Are ecologists and big capital one and the same?

In France’s Revue des Deux Mondes, Max Falque questions the unnatural coalition between environmental activists and big business that supports environmental regulation. He quotes the analysis of Bruce Yandle in his famous article “On Bootlegers and Baptists”. The American economist drew a parallel with the de facto alliance between criminals and righteous leagues to close businesses on Sundays, as explained by Falque:

The environmentalists play the role of the Baptists who, for moral reasons, support Sunday closing laws. Today, instead of closing liquor stores, these “environmental Baptists” want to ban carbon emissions. […] With specific government subsidies to companies for clean technology development and a seat at the regulators’ table, the “environmental smugglers” are acting like the bootleggers of yesteryear.
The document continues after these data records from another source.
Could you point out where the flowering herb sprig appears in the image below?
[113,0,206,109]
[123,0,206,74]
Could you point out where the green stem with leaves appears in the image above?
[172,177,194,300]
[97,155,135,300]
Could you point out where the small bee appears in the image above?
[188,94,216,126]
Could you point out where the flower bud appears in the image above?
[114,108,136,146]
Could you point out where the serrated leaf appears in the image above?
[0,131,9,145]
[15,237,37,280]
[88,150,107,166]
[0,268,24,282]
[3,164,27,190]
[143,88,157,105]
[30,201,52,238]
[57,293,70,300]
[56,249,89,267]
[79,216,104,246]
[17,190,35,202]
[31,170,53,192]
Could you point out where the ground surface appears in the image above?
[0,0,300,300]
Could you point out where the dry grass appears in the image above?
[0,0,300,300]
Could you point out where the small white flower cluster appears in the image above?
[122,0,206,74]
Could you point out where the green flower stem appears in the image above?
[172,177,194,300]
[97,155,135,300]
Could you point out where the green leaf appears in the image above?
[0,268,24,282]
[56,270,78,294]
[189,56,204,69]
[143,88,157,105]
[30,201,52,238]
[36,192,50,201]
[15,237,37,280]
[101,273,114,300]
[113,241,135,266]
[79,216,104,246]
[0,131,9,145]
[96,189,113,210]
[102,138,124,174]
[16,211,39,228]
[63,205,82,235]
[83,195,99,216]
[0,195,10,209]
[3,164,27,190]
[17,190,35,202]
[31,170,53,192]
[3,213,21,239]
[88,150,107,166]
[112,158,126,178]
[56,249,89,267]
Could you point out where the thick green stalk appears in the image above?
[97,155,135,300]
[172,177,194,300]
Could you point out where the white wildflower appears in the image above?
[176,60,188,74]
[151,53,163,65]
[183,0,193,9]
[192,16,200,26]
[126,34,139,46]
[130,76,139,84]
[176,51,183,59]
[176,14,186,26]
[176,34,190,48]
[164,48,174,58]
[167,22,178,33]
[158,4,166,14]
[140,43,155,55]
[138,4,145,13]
Faced with this distressing picture of green collusion capitalism, the task is immense:

To face this new deadly religion, intellectual and political mobilization is the best, if not the only, insurance. What remains to be imagined is a new environmental policy that is realistic, effective, independent of big business and the extremism of media and ecologists. Vast programme. Denouncing the system is no guarantee of reform, but it is nevertheless legitimate to ask who benefits from certain environmental regulations. […] What will be their real impact or their possible perverse effects on the protection and management of environmental resources?

Max Falque, Revue des Deux Mondes, « Écolos, grand capital… même combat ? », February 2020 [single article, full issue].